Innym miastom należą się obwodnice, nowe drogi, a Warszawie nie. Popatrzcie w jakim mieście żyjecie. Nie wstyd wam się przyznać w domu, że mieszkacie w takiej stolicy?
Ups... zapomniałem, że w innych miastach od lat wyrabiany jest pogląd znienawidzonej stolicy, stolicy oglądanej w Wiadomościach, pełnej znienawidzonych polityków (tylko zapominamy, że z Warszawy jest tylko 3 posłów) oraz stolicy koloryzowanej i przekłamywanej w serialach TVN.
Cóż.. Czy będziecie płacili tu podatki, czy nie, to miasto i tak sobie poradzi. Tylko nie oburzajcie się na forach, że ktoś wam "daje na plecy", bo niestety za taką postawę się wam należy.
SH
Szkoda że pseudo-warszawiacy eksploatują to Miasto nic do Niego nie wnosząc.

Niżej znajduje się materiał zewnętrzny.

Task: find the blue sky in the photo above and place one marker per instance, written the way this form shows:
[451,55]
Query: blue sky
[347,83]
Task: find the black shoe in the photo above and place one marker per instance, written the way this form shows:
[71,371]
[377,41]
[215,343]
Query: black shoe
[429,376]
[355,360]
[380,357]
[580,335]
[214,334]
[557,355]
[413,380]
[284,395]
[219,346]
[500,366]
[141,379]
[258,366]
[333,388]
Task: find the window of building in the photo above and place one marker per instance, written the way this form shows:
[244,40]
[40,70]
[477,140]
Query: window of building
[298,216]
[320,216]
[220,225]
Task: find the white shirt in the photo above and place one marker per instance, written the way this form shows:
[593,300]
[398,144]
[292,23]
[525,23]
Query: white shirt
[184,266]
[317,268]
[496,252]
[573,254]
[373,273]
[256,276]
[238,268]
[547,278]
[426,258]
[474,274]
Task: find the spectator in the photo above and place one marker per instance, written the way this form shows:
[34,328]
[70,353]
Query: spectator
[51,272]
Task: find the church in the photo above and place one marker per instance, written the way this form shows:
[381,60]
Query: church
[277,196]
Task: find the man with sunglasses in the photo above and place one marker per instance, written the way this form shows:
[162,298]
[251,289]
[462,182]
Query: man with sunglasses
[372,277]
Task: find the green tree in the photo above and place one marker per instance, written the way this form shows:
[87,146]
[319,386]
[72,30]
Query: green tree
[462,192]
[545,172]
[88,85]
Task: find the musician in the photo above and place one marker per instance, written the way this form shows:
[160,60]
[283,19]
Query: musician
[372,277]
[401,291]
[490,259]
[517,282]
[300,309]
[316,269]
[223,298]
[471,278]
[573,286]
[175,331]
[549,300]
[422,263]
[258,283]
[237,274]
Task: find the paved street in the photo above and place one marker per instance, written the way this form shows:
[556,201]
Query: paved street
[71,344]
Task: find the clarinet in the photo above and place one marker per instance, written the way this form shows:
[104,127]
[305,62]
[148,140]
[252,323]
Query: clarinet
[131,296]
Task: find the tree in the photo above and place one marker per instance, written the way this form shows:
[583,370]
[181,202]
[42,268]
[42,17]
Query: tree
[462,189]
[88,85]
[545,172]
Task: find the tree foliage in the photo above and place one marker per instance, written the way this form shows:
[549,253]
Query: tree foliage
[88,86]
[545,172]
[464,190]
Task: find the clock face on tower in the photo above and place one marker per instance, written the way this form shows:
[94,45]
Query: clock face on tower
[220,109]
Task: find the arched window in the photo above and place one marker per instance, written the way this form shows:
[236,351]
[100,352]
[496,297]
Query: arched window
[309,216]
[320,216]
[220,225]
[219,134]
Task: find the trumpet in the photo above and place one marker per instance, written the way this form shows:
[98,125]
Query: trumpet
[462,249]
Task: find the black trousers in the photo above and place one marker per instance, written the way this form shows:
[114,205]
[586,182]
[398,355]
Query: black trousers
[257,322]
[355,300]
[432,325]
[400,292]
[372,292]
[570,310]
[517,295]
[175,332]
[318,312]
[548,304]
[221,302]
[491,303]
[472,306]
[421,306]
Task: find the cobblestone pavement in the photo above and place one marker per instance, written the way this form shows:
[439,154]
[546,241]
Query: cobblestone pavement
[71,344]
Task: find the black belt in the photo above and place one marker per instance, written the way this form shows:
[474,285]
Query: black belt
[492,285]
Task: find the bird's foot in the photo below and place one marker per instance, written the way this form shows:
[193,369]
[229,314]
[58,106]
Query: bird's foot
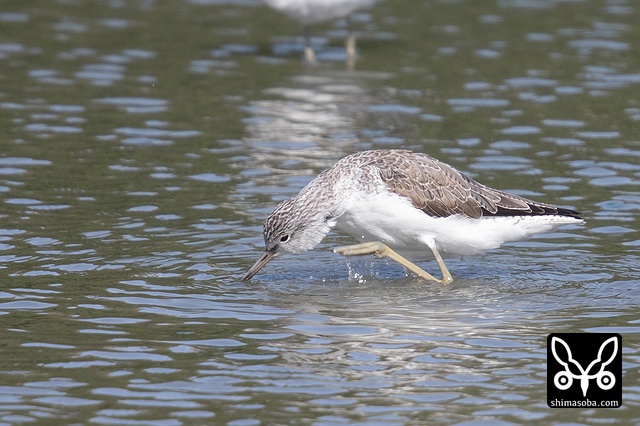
[382,250]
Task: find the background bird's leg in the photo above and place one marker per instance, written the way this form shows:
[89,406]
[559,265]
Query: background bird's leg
[350,44]
[309,54]
[379,249]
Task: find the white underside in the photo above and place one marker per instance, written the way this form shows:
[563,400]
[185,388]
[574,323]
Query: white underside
[394,221]
[310,11]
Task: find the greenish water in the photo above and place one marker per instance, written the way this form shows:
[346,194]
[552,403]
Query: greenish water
[143,143]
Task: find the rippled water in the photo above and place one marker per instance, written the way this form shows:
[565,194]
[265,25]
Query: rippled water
[143,143]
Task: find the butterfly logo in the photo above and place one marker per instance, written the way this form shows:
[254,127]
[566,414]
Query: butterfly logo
[573,370]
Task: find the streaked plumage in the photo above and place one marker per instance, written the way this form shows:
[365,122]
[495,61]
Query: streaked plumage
[406,201]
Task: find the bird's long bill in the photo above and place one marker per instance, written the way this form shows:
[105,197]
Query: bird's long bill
[264,259]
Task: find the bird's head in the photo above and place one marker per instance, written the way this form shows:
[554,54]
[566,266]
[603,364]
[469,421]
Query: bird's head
[292,227]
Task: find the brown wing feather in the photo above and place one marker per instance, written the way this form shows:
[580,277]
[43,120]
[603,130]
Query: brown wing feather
[440,190]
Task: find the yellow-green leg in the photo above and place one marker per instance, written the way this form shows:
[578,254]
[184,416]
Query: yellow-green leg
[382,250]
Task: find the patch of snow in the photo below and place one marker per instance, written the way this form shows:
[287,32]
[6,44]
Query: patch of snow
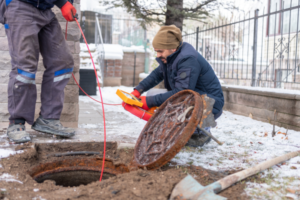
[113,52]
[89,126]
[8,178]
[275,90]
[83,47]
[143,75]
[138,49]
[38,198]
[6,152]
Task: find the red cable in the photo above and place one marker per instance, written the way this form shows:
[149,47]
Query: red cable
[98,83]
[66,36]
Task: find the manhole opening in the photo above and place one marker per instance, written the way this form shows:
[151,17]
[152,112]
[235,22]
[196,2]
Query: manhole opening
[73,178]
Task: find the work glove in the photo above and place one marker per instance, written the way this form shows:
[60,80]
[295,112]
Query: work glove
[143,100]
[68,11]
[136,93]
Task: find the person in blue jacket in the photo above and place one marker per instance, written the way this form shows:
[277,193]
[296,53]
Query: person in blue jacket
[181,67]
[33,29]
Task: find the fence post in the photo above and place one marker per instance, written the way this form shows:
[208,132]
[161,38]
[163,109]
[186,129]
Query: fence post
[253,84]
[197,38]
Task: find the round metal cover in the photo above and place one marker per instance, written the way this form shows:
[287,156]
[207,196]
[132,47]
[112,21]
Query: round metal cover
[164,135]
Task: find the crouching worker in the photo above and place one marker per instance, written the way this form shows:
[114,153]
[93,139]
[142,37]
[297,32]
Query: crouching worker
[32,28]
[181,67]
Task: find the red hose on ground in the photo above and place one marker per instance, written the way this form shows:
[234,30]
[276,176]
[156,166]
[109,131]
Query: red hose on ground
[98,83]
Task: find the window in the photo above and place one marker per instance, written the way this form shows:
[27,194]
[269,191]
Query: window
[282,20]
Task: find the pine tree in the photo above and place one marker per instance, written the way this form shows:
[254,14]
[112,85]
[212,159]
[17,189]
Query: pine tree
[167,12]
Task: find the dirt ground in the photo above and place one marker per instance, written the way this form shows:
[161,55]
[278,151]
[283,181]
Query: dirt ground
[140,184]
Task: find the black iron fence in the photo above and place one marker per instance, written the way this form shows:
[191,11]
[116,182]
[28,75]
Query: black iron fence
[257,50]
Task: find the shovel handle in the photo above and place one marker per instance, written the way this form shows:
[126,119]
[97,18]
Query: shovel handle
[211,136]
[229,180]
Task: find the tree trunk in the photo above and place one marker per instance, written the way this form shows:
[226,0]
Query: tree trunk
[173,18]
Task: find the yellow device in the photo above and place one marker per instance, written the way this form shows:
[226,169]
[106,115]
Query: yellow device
[129,98]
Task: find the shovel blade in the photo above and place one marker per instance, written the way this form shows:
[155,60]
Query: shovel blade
[189,188]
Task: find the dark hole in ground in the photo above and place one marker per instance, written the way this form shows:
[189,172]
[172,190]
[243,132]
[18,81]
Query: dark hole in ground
[73,178]
[135,185]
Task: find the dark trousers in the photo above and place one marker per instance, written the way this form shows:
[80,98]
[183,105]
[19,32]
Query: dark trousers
[31,31]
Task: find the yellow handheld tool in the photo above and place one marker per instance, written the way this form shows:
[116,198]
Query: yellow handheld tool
[129,98]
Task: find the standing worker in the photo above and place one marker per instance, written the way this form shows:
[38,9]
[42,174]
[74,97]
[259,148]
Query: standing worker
[181,67]
[32,28]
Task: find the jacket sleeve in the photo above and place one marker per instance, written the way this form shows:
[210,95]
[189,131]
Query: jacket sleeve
[58,3]
[155,77]
[186,78]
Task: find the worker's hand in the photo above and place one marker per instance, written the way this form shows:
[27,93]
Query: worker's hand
[68,11]
[136,93]
[143,100]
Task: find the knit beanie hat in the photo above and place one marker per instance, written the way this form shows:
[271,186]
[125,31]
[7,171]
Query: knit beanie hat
[168,37]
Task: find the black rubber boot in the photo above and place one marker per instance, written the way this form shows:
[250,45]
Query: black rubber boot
[52,126]
[17,134]
[198,139]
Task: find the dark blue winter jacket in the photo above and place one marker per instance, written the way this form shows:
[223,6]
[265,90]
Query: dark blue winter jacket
[185,69]
[46,4]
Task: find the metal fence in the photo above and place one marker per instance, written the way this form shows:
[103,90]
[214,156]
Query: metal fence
[257,50]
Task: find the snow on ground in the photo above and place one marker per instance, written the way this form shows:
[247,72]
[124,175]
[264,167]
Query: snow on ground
[247,142]
[275,90]
[8,178]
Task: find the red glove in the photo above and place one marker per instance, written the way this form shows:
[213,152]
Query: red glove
[68,11]
[136,93]
[145,106]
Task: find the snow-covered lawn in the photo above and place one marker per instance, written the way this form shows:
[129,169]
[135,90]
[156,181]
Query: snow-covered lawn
[247,142]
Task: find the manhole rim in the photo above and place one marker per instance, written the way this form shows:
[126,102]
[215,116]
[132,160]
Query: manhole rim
[61,165]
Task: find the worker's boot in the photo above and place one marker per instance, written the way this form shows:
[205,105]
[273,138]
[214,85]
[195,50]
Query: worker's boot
[199,138]
[52,126]
[17,133]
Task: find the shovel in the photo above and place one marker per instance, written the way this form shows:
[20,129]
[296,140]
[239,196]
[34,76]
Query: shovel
[189,188]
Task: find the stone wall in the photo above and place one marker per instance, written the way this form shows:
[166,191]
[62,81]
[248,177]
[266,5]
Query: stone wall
[112,72]
[128,67]
[261,105]
[70,111]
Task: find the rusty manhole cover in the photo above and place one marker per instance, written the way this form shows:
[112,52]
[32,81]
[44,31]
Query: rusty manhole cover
[167,131]
[76,171]
[164,135]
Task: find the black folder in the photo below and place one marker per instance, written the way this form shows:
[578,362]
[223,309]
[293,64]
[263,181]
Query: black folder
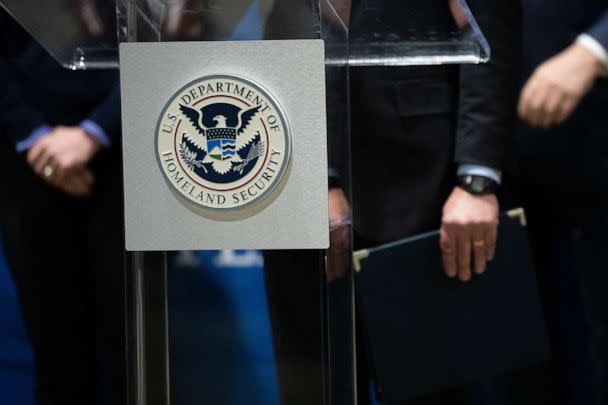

Nie płacenie podatków w Warszawie odbiera prawo narzekania na Warszawę i jej infrastrukturę.
Warszawa jest najpiekniejsza jak pseudo-warszawiacy wyjeżdżają na Święta. Lecz skąd mają o tym wiedzieć
Planowane dochody Miasta Stołecznego Warszawy na 2010r. z tytułu udziału w podatku dochodowym od osób fizycznych wynoszą 3.440.252.280,00 zł, co stanowi 33,68% ogółu planowanych dochodów na 2010r.
Szacunkowa wysokość udziału gmin we wpływach z podatku dochodowego od osób fizycznych w 2010r. wynosi 36,94%.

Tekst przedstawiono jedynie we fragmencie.